Eugenia Cheng is a professor of mathematics whose research field is higher dimensional category theory. She has made it one of her missions to counter mathphobia. Her credo is that mathematics is not the difficult part to deal with in life, but that on the contrary it is life that is difficult and mathematics helps us to make it simpler and manageable. She has tried to illustrate this by combining her love for cooking and her passion for mathematics in her previous book *Cakes, Custard + Category Theory* (reviewed here). In that book she gave attention to mathematics alright, but there were also proper recipes for cooking. The latter are interesting if you love cooking yourself and they are a springboard to make a link towards mathematics, but they do not really help to understand category theory.

In the present book however she is explaining a really important mathematical concept: infinity, and it is far from being the simplest one to explain for non-mathematicians. The approach here is that she does just that. Not like in her previous book where she placed cookery next to the mathematics. Here of course Chen is still Chen and she still can't hide her love for cooking and category theory. However cooking is now only used as an anecdote or as and introduction to a chapter, just like perhaps a hiking experience, of a concert she attended, can be.

So what is this book about? The first part is intended to explain what infinity really is, and it soon becomes clear that it is not as simple as saying it is larger than any number one can imagine. It cannot be a number since the usual arithmetic rules do not work as with finite numbers. And then there are the paradoxes like the well known Hilbert hotel with infinitely many rooms that can always accommodate infinitely many more guests, even when it is fully booked. So Chen uses a more systematic approach introducing the simplest number systems: natural numbers, integers, and rationals. She goes even further and defines the natural numbers in the set theoretic style of Frege, only she does not use the abstract concept of a set, but she uses 'bags' instead. So 0 corresponds to the empty bag, 1 to the bag containing only the empty bag, 2 to the bag containing the two previous bags, etc. Also concepts like injection, surjection, and countable are introduced here.

Then a stumble stone is blocking the development. It turns out that there are more than countably many real numbers. The reals are not properly defined yet, but using Cantor's diagonal argument, and using a binary representation, Chen shows that there are more irrational numbers than natural numbers. Thus there are gradations of infinity, at which point $\aleph_0$ is introduced. The 'smallest' infinity of a countable set, but there exist higher forms like $\aleph_1=2^{\aleph_0}$ the number of reals, and this can be iterated $\aleph_k=2^{\aleph_{k-1}}$. The continuum hypothesis is briefly touched upon, and it is noted that it can't be proved (Cohen) or disproved (Gödel). The distinction between ordinal and cardinal numbers clarifies the difficulty that infinity gives with the usual arithmetic operations.

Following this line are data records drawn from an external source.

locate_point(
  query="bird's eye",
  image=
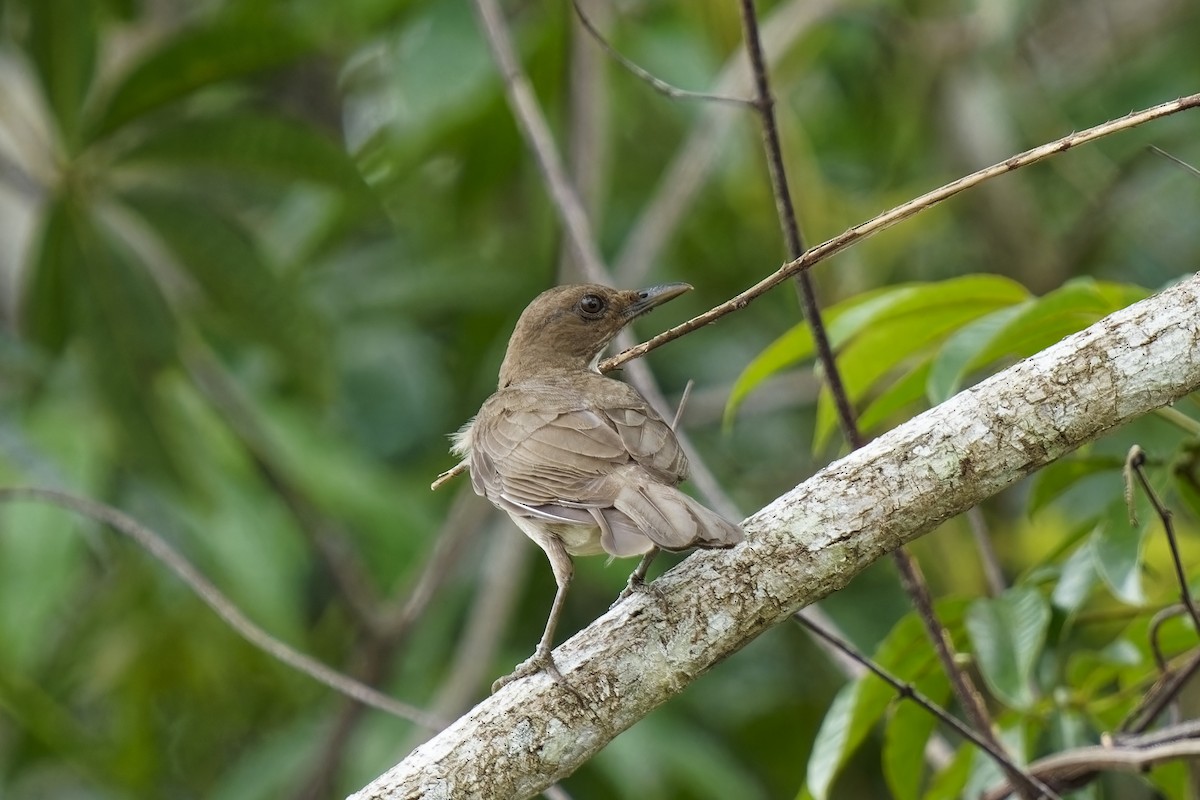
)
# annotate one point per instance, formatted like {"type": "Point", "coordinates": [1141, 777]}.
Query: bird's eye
{"type": "Point", "coordinates": [592, 305]}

All this work in the first part of the book, leading to an understanding of what infinity actually is, is like a journey uphill. In a second part Chen points to the sights that are possible from the top of the hill. With the recursive definition of the natural numbers, a proof by induction is within reach and one can solve all sorts of counting problems and even evaluate infinite sums. Although the latter needs more careful consideration. She also introduces higher dimensions, i.e., larger than 2 or 3. It may even grow to infinity for a continuum. When a relation or a property is associated with a dimension, this brings her to her beloved research subject: higher dimensional category theory. Perhaps, this doesn't fit so well in the otherwise rather elementary exposition, but it is a nice, be it a somewhat unusual example, of a higher dimensional mathematical object.

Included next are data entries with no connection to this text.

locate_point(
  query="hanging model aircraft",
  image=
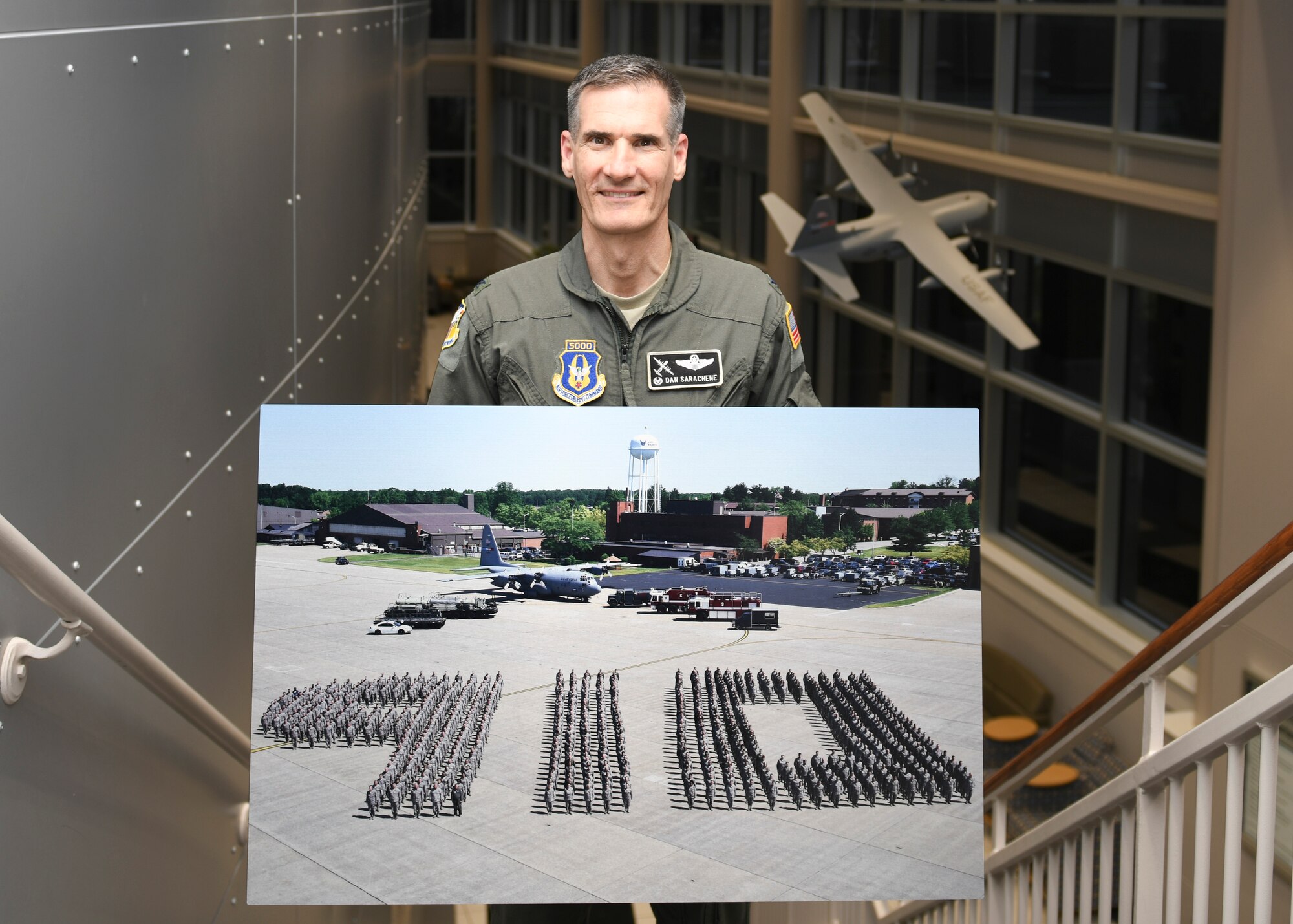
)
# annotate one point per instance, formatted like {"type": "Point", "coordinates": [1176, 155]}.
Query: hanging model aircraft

The move is then from the infinitely large to the infinitely small, leading back to infinite sums of diminishing terms and Zeno paradoxes. What is needed here is the concept of a limit. She however explains it essentially avoiding to use that name. Instead she illustrates the idea with hitting a target that becomes smaller and smaller. This way it can be explained what infinitesimals are and how they are applied. It can now be proved that the harmonic series diverges, and eventually also that irrational numbers do exist, which is done by approaching Dedekind's definition of the reals.

I find this a very pleasing way of introducing some elementary, but also some less elementary, mathematical concepts to the layperson. Taking infinity as the carrot to lead the reader uphill is an interesting choice. This is the most essential concept needed when moving from algebra to analysis. Chen is an excellent guide to show the reader the way uphill. With many analogies and illustrations and reformulations it seems like the reader is carried to the top, no toiling required. The story is told fluently. Side remarks, historical notes, or a slightly more advanced remark are inserted as a framed boxes in the text. I guess it will be too elementary for mathematicians of mathematics students, but it is warmly recommended for secondary school pupils. In fact anyone who has the slightest interest in what infinity actually means should read it. The word is used lightly in common language, but you will learn what it means in a more exact sense and thus what it means to a mathematician. It turns out that it triggered the development of calculus and it has shaken the foundations of mathematics as recently as in the early 20th century.